DE ROSAS HIBERNAIS
Tatiana Alves
 

Acabara de ligar o rádio. Freqüentemente, ligava-o quase de modo automático, sem prestar muita atenção nas músicas. Entretanto, naquele dia ouvira algo que de fato a impressionara. Não propriamente a música, mas uma das imagens que nela surgira. Algo como uma canção que tocara na hora errada, impedindo que fosse apreciada por alguém. Mas, apesar da impossibilidade, nem tudo se perdera, pois com ela veio a imagem "das rosas que dão no inverno", como bradava a cantora. Ela, por algum motivo inescrutável, caíra no choro, talvez por se saber assim, meio atemporal, meio anacrônica... Não lhe fora concedido o benefício da dúvida, e tivera de bater em retirada antes mesmo de a luta ter tido início. A balança pendera sensivelmente para o outro lado, motivada muito mais pela desigualdade das condições de combate do que pela supremacia do adversário. Seria, talvez no futuro, aquele se que amarga a consciência dos covardes...Aquela circunstância reduzida à condição de hipótese...Um se jamais transformado em sim...Aquelas oportunidades deixadas para trás por medo , que fazem com que se chorem na cama os epitáfios escritos em vida...Enigmas jamais decifrados, que devoram a consciência dos que hibernam eternamente. Daqueles que se recusam a admitir que o rei está nu e desfilam, ridículos, contando a si mesmos a grande mentira que ninguém mais engole... Daqueles que ingerem um remédio que lhes alivie os sintomas, sem no entanto combater a doença que lhes toma o corpo e a alma...
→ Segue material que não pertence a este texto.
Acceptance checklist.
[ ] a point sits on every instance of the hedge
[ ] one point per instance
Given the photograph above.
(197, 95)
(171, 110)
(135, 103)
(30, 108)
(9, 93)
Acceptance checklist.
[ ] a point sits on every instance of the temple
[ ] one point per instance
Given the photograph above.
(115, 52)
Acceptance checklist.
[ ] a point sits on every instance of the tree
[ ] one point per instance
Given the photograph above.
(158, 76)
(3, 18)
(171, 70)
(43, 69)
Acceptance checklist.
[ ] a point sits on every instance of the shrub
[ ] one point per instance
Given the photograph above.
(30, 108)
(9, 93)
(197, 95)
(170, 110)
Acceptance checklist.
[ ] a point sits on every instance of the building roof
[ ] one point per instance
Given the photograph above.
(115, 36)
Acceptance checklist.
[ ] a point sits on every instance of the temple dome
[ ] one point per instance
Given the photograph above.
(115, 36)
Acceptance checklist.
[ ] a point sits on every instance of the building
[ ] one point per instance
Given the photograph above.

Talvez as rosas do inverno necessitem de maiores cuidados, sob o risco de fenecerem no gelo... Mas trazem consigo o prenúncio da primavera, num tempo em que tudo é aridez. Alguma canções - talvez as mais belas de nossas vidas - tocam na hora errada. Cabe a nós o desafio da escolha entre, simplesmente, desligar o rádio, ou permitir que elas nos invadam por completo, impregnando o mundo com sua melodia.